About 35 of us lined up to race on Sunday morning in College Park, a neighborhood of historic homes near the Atlanta airport. It was the Masters race, so three fields combined into one: 35+, 45+, and my group, 55+. There aren’t many 55+ crit racers — at least not on this Sunday. I counted four of us. The younger groups were mainly Cat 1s, 2s, and 3s, serious racers in their day — many of them serious racers on this day. And they typically set a serious pace, just a tick or two slower than the 20-something Cat 2s and 3s.
But at that pace, it didn’t take long for those of us in the 55+ group to get sorted to the back of the pack — and then off the back and into a race of our own. That’s when the race announcer, former Tour de France pro Frankie Andreu, set a goal for me without even knowing it.
Shortly after our race started, he stepped down to hand out medals to the junior racers from the race before ours.
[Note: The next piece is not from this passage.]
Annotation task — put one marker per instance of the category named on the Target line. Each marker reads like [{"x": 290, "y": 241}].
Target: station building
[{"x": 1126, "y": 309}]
And by the time he got back to his microphone and his perch above the start/finish line, not only had I been dropped, but I was being lapped.
But I had just enough gas to hang on to the back of the pack for half a lap as they went past. And that’s when I heard Frankie: “And there’s Rick Swagler in Masters 55+. He’s always with the lead group.” Which was hilarious. It would have been completely accurate for him to say “he must have been lapped because he’s never with the lead group.”
But at that moment, as the younger guys (and one 55+ racer) moved on down the road, I decided that Frankie had set a goal for me: hang with the lead group for a full 40 minute race. As it was, I held a 35 second gap on the next 55+ racer, good enough for second place. But from here out that’s not good enough. Not until I finish on the same lap as the younger guys. Not until what Frankie said is true.